За желтоватым пятичасовым чаем появляется неизбежная родственница. Эта дама, бывшая университетская преподавательница, проводит конференцию по Бодлеру. Необъяснимый феномен: Бодлер страшно притягивает дураков. Правда, не своей эпохи, а нашей, и особенно — дам. Гостья высказывает свои соображения, затем, дойдя до определенного момента, обобщает их и благодаря этому полагает, будто ей удалось выразить все.
— Я понимаю вас, — говорит побледневшая Ипполита.
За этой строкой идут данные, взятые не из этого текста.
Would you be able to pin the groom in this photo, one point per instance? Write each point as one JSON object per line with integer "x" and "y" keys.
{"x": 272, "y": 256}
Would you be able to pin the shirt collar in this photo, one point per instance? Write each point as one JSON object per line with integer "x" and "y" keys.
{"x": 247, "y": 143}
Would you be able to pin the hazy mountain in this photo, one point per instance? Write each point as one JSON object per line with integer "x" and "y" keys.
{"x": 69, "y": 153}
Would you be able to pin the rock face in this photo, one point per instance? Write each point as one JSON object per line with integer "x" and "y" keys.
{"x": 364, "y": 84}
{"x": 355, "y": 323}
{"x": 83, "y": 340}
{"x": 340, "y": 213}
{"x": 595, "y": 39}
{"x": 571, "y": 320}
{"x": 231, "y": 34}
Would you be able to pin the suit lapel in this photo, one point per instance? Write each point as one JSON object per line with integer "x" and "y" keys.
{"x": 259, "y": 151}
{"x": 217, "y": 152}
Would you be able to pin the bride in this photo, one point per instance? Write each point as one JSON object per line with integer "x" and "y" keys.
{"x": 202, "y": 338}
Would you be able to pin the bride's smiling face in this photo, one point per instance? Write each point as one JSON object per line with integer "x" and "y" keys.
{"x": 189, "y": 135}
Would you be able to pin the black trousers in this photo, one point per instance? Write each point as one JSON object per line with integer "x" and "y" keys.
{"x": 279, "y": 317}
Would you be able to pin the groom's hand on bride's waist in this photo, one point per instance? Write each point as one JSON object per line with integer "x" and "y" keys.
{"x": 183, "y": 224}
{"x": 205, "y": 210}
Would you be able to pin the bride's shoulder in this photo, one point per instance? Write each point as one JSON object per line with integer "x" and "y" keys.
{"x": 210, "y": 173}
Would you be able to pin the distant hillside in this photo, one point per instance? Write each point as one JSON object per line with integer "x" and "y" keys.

«Понимать — значит уравнивать». Творческого человека терзает противоречие между целомудрием тайны, высотой, дистанцией и, с другой стороны, неистовым желанием объяснить. Отказываясь быть понятым, он все же творит для того, чтобы кое-кто понял. Отдается поневоле. Он хочет и в то же время не хочет. Не в силах удержаться от творчества, — ведь он не всемогущ, — он уступает своей наклонности, сожалея при этом об утрате тайны. Подобно Моссе, желавшему одновременно скрыть свой секрет и выдать его посредством ребуса, творческий человек говорит ясно и понятно, но желает в душе, чтобы его слова унес ветер. Он чертит знаки, но ему хотелось бы чертить их на запотевшем стекле. Он строит здания, но желает, чтобы те ушли под воду, будто остров Кракатау. И главное, самое главное — его оскорбляет похвала: скорпион, подползающий снизу. Дама видит лишь, как Ипполита бледнеет, но не простит ей этого никогда. Она собирает бесполезные аксессуары, перчатки, стремящиеся к независимости, и замшевую сумочку, встает и сухо прощается, тогда как Ипполита, наоборот, улыбается с преувеличенной вежливостью, достигающей того оскорбительного предела, который граничит с пародией. Дверь захлопывается, обрывая этот бесполезный эпизод. Ипполита пожимает плечами, сознавая, прекрасно зная собственное будущее: весьма расплывчатый успех, скудные почести, вещи, о которых не будут даже упоминать через сто, две-три тысячи лет, иными словами, спустя очень короткое время, несмотря на огромное число упавших деревьев. Каждый день - падающее дерево. Падающее и все же остающееся, словно росток ташигалий, этих исполинов-самоубийц, гибнущих после первого же цветения.